Il cammino è un sogno rivoluzionario. Le rivoluzioni non si fanno con il marketing. Nasce dal basso, in nessun modo può essere calato dall’alto su un territorio. Si è provato, non è attecchito. Se io abito in campagna, coltivo i campi, cioè mi spezzo la schiena, e da un giorno all’altro, senza che ne sappia niente, vedo degli operai che vengono con le ruspe a costruire una ciclabile di fronte al mio ingresso, e piantano cartelli che indicano un cammino di cui non ho mai sentito parlare, io mi arrabbierò. Invece, se qualcuno venisse a parlare con me, e mi chiedesse se di lì passava anticamente un cammino, e mi incitasse a ricordare, forse io avrei voglia di ricordare. E potrei ricordarmi di quando i pastori passavano, e dietro di loro qualche pellegrino, e mi tornerebbero in mente i racconti di mia nonna, e andrei dal mio vicino per ricordare meglio, e insieme andremmo dall’altro vicino, e una bella sera ci ritroveremmo tutti intorno ad una mappa, segnando punti, facendo disegni, ricreandola, la mappa. Allora saremmo felici e orgogliosi di riportare in vita quel cammino. Daremmo una mano all’amministrazione, agli operai, ai tecnici, e poi saluteremmo con il sorriso i viandanti, invitandoli per un caffè, e potremmo spiegare loro come è cambiato quel territorio, chi ci viveva e chi ci passava. Il cammino sarebbe nostro, di tutti. Pubblico. Non avrebbe bisogno di marchi registrati. I sogni non si registrano.

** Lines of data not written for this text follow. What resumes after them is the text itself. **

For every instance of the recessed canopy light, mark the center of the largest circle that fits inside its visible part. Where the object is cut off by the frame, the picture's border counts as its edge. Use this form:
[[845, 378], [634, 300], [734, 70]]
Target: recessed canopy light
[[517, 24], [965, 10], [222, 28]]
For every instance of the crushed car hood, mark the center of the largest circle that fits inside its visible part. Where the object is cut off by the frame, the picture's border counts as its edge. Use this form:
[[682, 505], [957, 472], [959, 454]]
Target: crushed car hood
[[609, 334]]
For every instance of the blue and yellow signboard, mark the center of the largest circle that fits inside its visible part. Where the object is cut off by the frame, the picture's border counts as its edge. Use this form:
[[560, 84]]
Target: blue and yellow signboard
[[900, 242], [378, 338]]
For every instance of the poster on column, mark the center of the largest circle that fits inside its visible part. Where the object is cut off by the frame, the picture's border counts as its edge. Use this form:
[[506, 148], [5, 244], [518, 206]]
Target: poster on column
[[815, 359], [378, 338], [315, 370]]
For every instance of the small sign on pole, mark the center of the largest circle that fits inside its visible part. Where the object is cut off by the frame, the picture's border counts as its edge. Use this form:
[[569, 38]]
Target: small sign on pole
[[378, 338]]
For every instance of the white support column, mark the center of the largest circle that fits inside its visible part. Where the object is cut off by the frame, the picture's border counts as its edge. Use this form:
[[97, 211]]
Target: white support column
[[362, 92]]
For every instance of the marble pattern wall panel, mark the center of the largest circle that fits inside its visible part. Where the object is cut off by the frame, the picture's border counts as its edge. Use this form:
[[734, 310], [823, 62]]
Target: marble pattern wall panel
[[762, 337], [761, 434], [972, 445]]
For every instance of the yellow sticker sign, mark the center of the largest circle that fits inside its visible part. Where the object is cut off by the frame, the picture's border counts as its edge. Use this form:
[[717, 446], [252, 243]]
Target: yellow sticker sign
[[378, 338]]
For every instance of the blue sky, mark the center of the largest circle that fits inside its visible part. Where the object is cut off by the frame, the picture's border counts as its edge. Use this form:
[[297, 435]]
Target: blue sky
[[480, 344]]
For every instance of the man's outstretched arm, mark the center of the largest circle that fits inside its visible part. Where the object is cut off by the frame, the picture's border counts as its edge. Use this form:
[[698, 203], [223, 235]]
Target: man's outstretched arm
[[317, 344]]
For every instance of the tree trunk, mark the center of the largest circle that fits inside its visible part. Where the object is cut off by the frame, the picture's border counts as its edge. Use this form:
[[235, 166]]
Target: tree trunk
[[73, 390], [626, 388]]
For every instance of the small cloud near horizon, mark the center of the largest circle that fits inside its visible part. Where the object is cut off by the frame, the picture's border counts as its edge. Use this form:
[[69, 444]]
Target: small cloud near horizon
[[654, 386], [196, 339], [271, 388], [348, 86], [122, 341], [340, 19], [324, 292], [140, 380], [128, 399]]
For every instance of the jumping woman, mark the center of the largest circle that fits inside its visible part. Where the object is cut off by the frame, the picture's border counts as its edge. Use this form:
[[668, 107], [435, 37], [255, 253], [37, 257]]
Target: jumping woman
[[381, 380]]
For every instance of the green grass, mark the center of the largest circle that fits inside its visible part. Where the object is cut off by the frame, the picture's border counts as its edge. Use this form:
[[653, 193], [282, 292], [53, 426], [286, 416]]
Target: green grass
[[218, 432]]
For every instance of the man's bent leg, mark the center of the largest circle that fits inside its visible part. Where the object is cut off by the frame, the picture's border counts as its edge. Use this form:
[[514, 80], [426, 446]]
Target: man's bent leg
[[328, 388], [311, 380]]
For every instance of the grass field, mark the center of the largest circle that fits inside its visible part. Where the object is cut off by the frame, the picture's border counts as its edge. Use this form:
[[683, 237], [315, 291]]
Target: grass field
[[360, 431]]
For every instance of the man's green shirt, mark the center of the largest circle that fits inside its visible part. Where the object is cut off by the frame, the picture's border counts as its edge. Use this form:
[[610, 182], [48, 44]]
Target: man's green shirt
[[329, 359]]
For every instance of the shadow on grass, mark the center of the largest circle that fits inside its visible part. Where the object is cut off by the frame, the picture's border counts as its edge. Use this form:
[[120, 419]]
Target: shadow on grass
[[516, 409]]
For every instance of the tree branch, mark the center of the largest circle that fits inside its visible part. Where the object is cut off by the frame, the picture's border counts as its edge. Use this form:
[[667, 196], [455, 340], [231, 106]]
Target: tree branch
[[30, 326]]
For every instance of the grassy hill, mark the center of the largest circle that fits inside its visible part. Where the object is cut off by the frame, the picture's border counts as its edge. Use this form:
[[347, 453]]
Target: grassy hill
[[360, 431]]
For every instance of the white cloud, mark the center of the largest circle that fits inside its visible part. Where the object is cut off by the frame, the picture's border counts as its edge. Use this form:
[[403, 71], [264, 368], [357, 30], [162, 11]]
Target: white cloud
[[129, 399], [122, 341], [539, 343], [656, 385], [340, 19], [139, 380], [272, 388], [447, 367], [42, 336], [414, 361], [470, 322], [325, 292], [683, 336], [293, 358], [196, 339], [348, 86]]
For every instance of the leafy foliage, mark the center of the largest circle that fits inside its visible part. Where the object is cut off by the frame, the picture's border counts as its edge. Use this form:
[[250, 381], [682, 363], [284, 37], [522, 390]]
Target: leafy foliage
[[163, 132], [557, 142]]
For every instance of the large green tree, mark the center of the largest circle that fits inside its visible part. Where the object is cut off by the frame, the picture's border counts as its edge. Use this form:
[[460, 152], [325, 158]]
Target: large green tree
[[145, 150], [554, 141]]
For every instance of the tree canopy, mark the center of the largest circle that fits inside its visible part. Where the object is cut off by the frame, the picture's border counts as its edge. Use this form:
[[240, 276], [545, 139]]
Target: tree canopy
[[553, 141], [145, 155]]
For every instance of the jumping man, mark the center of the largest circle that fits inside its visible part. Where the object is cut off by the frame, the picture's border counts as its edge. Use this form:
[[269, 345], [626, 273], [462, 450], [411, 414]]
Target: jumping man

Il 2016, ha detto il Ministro per i Beni e le Attività Culturali, sarà “l’anno nazionale dei cammini”. Affinché lo fosse davvero, avremmo dovuto per anni dedicarci a quelle politiche citate sopra. Ma non è mai troppo tardi, iniziamo ora. Cerchiamo di convincere chi ci governa che non è una questione turistica, ma politica. Convinciamo gli amministratori a non investire sul marketing, ma sulla creazione reti solidali di comunità, a ripristinare aree verdi e panchine, fontanelle, a creare spazi pubblici silenziosi, dove si possa riflettere, leggere, senza dover comprare qualcosa, a fare delle sperimentazioni. PORTE APERTE: un giorno alla settimana, per tutto il giorno, lasciamo aperte le porte delle nostre case, e invitiamo le persone ad entrare; un giorno alla settimana chiudiamo tutta la città ai veicoli a motore; un giorno alla settimana togliamo i cartelli di “proprietà privata” dalle nostre proprietà; un giorno alla settimana mandiamo i nostri figli nei boschi con le guide e gli educatori; un giorno alla settimana invitiamo gli anziani a raccontarci in piazza come era quella piazza quando erano bambini; un giorno alla settimana camminiamo e basta, senza comprare o vendere nulla; una notte alla settimana ospitiamo uno sconosciuto, trattiamolo come fosse di famiglia.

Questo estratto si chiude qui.